Du français comme langue africaine
Avril 2008, adapté de La Gazette de la presse francophone

Dans les années 1960, la plupart des colonies françaises ont acquis leur indépendance dans un climat d’euphorie et d’espoir pour l’avenir de l’Afrique. Moins de dix ans après, les choses ne s’étaient pas beaucoup améliorées. Le néocolonialisme avait mis la main sur l’économie, et les élites politiques se sont révélées trop cupides pour tenir les promesses qu’elles avaient faites à l’indépendance. Ce fut le temps de la désillusion.

Les péripéties des « Soleils des indépendances », le roman de l’Ivoirien Amadou Kourouma (1927 – 2003), décrivent avec éclat cette déception. Lorsque Kourouma a soumis son manuscrit à des éditeurs en France et en Afrique, il n’a essuyé que des refus, au motif que le texte avait été écrit dans un « mauvais » français. De rebuffade en rebuffade, le roman fut finalement publié au Canada en 1968. Il rencontra un succès immédiat en librairie et une prestigieuse maison d’édition en France (les éditions du Seuil) en racheta finalement les droits en 1970. Des éditions bon marché sont sorties pour le marché africain, des millions d’élèves ont lu le livre sur le continent noir, où il continue aujourd’hui de faire partie des programmes scolaires. Le roman de Kourouma était révolutionnaire en ce sens que, pour la première fois, un écrivain tentait de recréer la façon dont parle vraiment l’homme de la rue en Afrique. L’écrivain a fusionné le français avec sa langue maternelle, le malinké, en jouant avec la syntaxe et la grammaire françaises et en donnant à certains mots une signification entièrement nouvelle. Sa langue n’avait que faire des règles les plus élémentaires. Le style était empreint d’une sensualité brute.

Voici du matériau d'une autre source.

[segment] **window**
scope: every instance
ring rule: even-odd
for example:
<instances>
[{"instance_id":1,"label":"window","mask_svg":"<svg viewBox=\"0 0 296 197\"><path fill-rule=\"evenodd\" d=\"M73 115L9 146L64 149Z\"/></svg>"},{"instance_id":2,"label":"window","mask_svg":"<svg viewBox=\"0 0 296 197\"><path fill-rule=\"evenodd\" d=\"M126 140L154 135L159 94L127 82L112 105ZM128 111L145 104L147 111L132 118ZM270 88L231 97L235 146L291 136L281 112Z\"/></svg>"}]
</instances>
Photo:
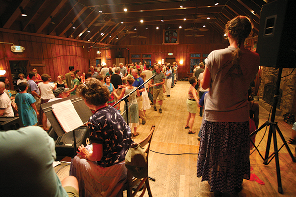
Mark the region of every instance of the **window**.
<instances>
[{"instance_id":1,"label":"window","mask_svg":"<svg viewBox=\"0 0 296 197\"><path fill-rule=\"evenodd\" d=\"M131 54L131 59L132 62L140 62L142 63L144 65L144 62L146 61L146 63L151 65L152 55L151 54Z\"/></svg>"},{"instance_id":2,"label":"window","mask_svg":"<svg viewBox=\"0 0 296 197\"><path fill-rule=\"evenodd\" d=\"M208 56L208 53L191 53L190 54L190 73L193 72L193 66L201 62L205 63L205 60Z\"/></svg>"}]
</instances>

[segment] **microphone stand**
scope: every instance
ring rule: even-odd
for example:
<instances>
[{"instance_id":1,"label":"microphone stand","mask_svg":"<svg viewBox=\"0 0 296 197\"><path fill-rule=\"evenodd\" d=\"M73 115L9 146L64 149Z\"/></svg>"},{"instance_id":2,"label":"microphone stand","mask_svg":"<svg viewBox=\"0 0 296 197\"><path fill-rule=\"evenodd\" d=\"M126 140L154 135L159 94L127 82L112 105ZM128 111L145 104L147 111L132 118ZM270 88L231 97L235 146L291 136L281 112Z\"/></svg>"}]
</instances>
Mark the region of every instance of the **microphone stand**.
<instances>
[{"instance_id":1,"label":"microphone stand","mask_svg":"<svg viewBox=\"0 0 296 197\"><path fill-rule=\"evenodd\" d=\"M153 74L149 79L147 80L146 81L145 81L144 83L143 83L141 85L139 86L138 87L136 88L133 91L131 92L128 95L125 95L121 99L120 99L117 102L116 102L114 105L113 105L113 106L112 106L113 107L114 107L115 106L116 106L116 105L120 103L123 100L124 100L124 102L125 102L125 109L126 109L125 113L126 113L126 117L127 117L126 118L126 123L127 123L128 125L129 123L129 120L128 120L128 104L127 104L127 103L128 103L128 100L127 99L127 98L130 96L130 95L131 95L134 92L135 92L135 91L137 91L137 90L138 90L142 86L144 86L146 83L148 83L149 82L149 81L150 81L150 80L151 80L152 79L154 78L155 77L155 76L156 76L156 75L155 74Z\"/></svg>"},{"instance_id":2,"label":"microphone stand","mask_svg":"<svg viewBox=\"0 0 296 197\"><path fill-rule=\"evenodd\" d=\"M116 102L114 105L113 105L112 107L114 107L115 106L116 106L116 105L120 103L122 100L124 100L124 102L125 102L125 113L126 113L126 123L127 124L127 125L128 125L128 124L129 123L129 120L128 120L128 118L129 118L129 117L128 117L128 105L127 104L128 103L128 100L127 98L130 96L130 95L131 95L134 92L135 92L135 91L137 91L137 90L139 89L140 88L142 87L142 86L144 86L146 83L148 83L148 82L149 82L149 81L150 81L150 80L151 80L152 79L154 78L155 77L155 76L156 76L156 75L155 74L153 74L153 75L152 75L152 76L149 79L147 80L146 81L145 81L144 83L143 83L141 85L139 86L138 87L137 87L135 90L134 90L133 91L130 92L128 95L125 95L125 96L123 97L121 99L120 99L120 100L119 100L117 102ZM144 88L145 88L144 87ZM132 128L131 128L131 130L132 130ZM148 178L150 179L150 180L152 180L153 181L156 181L156 179L155 178L153 178L150 176L149 176Z\"/></svg>"}]
</instances>

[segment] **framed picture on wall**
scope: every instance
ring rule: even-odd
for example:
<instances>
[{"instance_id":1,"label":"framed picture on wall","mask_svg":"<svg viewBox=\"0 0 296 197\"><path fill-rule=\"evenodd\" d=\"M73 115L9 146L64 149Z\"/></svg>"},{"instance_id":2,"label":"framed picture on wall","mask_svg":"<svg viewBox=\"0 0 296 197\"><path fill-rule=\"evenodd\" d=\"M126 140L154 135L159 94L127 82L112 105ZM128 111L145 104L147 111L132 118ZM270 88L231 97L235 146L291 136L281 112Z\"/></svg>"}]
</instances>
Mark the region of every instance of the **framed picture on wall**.
<instances>
[{"instance_id":1,"label":"framed picture on wall","mask_svg":"<svg viewBox=\"0 0 296 197\"><path fill-rule=\"evenodd\" d=\"M164 44L178 44L179 40L179 29L163 30Z\"/></svg>"}]
</instances>

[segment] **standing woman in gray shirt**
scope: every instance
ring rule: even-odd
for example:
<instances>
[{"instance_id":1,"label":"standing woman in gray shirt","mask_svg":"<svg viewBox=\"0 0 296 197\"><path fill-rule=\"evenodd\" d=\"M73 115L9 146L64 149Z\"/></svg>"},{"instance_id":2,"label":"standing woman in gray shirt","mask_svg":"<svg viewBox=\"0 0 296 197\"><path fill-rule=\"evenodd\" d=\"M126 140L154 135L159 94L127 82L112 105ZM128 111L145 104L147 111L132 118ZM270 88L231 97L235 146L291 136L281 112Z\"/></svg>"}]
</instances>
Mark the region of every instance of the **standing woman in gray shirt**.
<instances>
[{"instance_id":1,"label":"standing woman in gray shirt","mask_svg":"<svg viewBox=\"0 0 296 197\"><path fill-rule=\"evenodd\" d=\"M205 60L201 86L210 87L201 128L197 176L208 181L214 196L239 192L250 179L248 89L259 67L259 57L245 48L252 28L238 16L226 25L230 45Z\"/></svg>"}]
</instances>

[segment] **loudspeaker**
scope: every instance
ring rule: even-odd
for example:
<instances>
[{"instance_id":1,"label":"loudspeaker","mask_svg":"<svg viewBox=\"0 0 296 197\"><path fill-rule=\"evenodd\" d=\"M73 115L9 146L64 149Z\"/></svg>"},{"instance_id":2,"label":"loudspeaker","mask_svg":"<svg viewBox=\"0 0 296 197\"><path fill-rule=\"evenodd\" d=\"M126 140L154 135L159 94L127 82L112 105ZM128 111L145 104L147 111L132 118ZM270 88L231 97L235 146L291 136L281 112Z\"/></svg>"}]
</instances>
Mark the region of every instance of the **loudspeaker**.
<instances>
[{"instance_id":1,"label":"loudspeaker","mask_svg":"<svg viewBox=\"0 0 296 197\"><path fill-rule=\"evenodd\" d=\"M257 52L260 65L293 68L296 64L296 1L278 0L261 10Z\"/></svg>"},{"instance_id":2,"label":"loudspeaker","mask_svg":"<svg viewBox=\"0 0 296 197\"><path fill-rule=\"evenodd\" d=\"M85 146L89 144L89 132L87 126L81 126L74 131L75 131L77 148L81 144ZM58 137L55 144L57 156L72 157L76 153L73 132L73 131Z\"/></svg>"},{"instance_id":3,"label":"loudspeaker","mask_svg":"<svg viewBox=\"0 0 296 197\"><path fill-rule=\"evenodd\" d=\"M19 117L0 117L0 130L3 131L16 130L24 127L23 122Z\"/></svg>"}]
</instances>

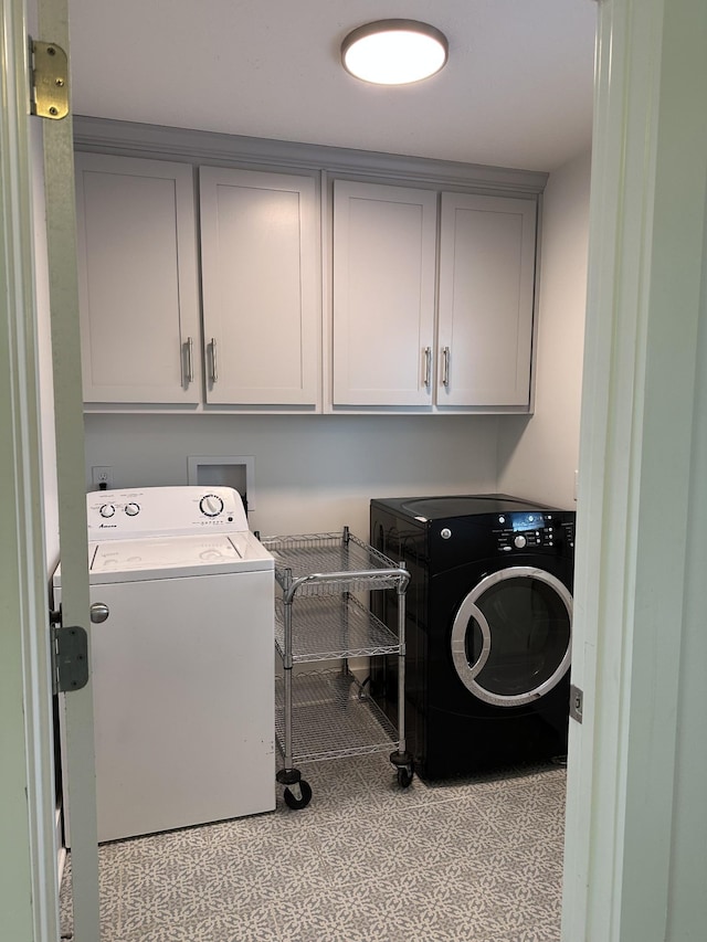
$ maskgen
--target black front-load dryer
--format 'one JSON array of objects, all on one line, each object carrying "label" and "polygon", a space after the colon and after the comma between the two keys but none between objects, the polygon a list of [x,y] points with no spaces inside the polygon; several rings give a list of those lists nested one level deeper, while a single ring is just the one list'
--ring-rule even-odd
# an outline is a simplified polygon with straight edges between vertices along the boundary
[{"label": "black front-load dryer", "polygon": [[[372,544],[411,573],[404,729],[420,774],[563,755],[574,511],[492,494],[372,500],[370,519]],[[397,594],[371,605],[397,632]],[[395,724],[398,669],[386,657],[371,670]]]}]

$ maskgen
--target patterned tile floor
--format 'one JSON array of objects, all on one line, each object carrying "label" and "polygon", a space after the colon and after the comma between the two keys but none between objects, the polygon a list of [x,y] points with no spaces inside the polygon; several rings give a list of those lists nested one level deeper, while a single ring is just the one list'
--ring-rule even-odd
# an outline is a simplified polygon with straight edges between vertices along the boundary
[{"label": "patterned tile floor", "polygon": [[[558,942],[562,768],[407,790],[380,754],[303,772],[302,811],[278,794],[272,814],[102,846],[102,942]],[[71,861],[61,910],[70,940]]]}]

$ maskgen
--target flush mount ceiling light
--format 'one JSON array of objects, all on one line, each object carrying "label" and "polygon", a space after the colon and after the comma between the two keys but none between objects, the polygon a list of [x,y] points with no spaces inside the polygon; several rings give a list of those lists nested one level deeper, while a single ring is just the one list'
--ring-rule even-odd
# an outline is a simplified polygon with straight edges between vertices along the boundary
[{"label": "flush mount ceiling light", "polygon": [[444,33],[416,20],[378,20],[341,43],[347,72],[376,85],[408,85],[439,72],[447,56]]}]

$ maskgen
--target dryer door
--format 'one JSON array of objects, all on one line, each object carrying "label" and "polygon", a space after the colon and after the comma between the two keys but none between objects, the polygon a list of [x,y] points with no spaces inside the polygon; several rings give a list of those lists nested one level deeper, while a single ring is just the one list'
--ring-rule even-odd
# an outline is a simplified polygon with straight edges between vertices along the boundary
[{"label": "dryer door", "polygon": [[542,569],[516,565],[482,579],[452,626],[452,660],[487,703],[517,707],[550,691],[570,666],[572,596]]}]

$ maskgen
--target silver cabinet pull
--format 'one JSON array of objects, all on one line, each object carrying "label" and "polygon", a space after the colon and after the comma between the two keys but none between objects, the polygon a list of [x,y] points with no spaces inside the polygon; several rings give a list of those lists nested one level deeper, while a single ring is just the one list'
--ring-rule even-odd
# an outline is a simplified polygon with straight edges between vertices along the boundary
[{"label": "silver cabinet pull", "polygon": [[424,375],[422,382],[428,389],[432,382],[432,347],[424,348]]},{"label": "silver cabinet pull", "polygon": [[219,379],[219,362],[217,360],[217,341],[211,338],[211,385]]},{"label": "silver cabinet pull", "polygon": [[187,338],[187,385],[194,381],[194,341],[191,337]]},{"label": "silver cabinet pull", "polygon": [[91,621],[94,623],[94,625],[102,625],[110,614],[110,610],[108,608],[105,602],[94,602],[89,608],[89,612]]}]

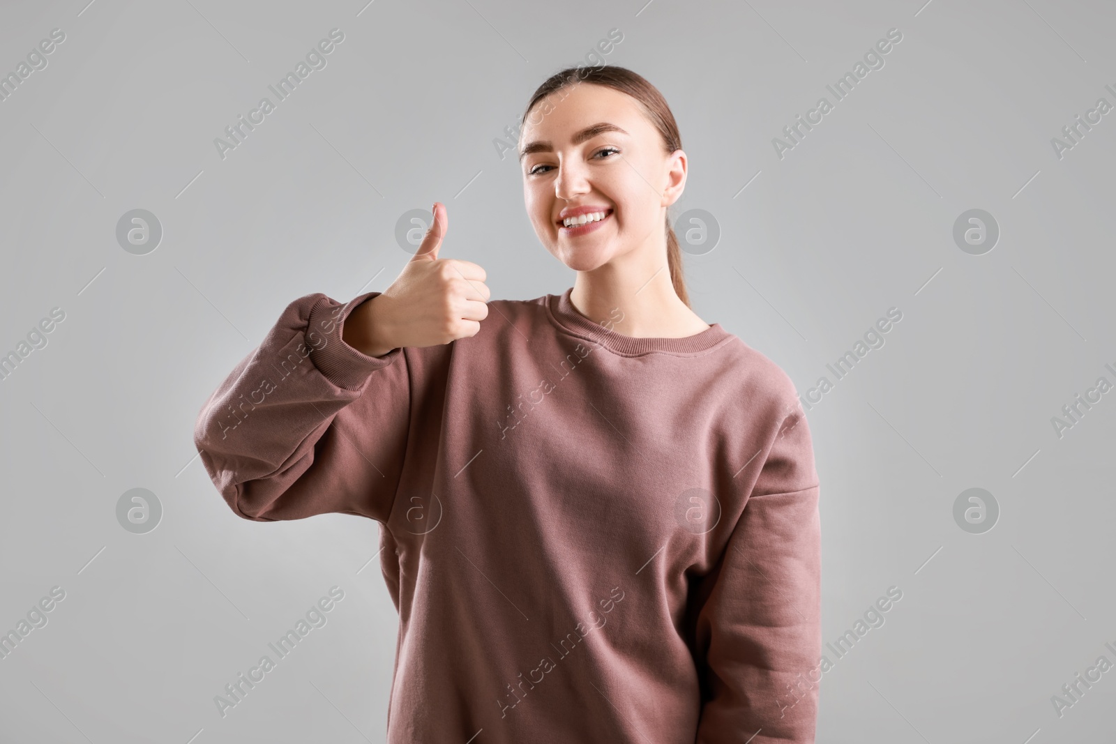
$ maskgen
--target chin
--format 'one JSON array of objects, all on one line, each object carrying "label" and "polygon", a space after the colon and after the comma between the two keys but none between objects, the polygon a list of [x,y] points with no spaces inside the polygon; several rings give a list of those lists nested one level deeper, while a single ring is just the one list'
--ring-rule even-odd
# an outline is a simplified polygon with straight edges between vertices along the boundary
[{"label": "chin", "polygon": [[607,257],[597,253],[574,251],[558,257],[559,260],[574,271],[593,271],[607,262]]}]

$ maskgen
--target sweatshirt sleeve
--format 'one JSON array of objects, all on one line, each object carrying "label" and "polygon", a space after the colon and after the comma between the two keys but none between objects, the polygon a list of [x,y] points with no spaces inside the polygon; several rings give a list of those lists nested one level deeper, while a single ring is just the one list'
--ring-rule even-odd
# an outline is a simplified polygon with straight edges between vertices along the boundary
[{"label": "sweatshirt sleeve", "polygon": [[821,679],[819,485],[800,406],[782,418],[720,564],[699,590],[695,744],[812,744]]},{"label": "sweatshirt sleeve", "polygon": [[369,357],[341,339],[353,309],[377,294],[292,301],[205,402],[194,444],[239,516],[387,521],[406,448],[406,357]]}]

Kourouma a démontré que la langue française nous appartenait et que nous étions libres de l’utiliser pour exprimer notre propre réalité.

Le français est devenu une langue dans laquelle les Africains peuvent exprimer leurs propres aspirations et leur combat pour la liberté. Une langue est au service de celui qui veut l’utiliser, tant qu’elle n’est pas imposée mais reste à conquérir. Pour Daniel Maximin, écrivain et poète originaire de la Guadeloupe, il est important de ne pas confondre langue et citoyenneté, et de comprendre que le français ne se limite pas aux frontières géographiques de l’Hexagone. La langue de Molière sert à exprimer de nombreuses identités, du Congo au Vietnam, en passant par le Canada. Elle est la langue officielle de plus de vingt pays africains. Par conséquent, la question n’est pas de savoir pourquoi nous écrivons en français, mais comment nous l’écrivons.

Véronique Tadjo *

* Lauréate du Grand prix littéraire d’Afrique noire en 2005, Véronique Tadjo réside à Johannesburg où elle dirige le département de français de l’Université du Witwatersrand.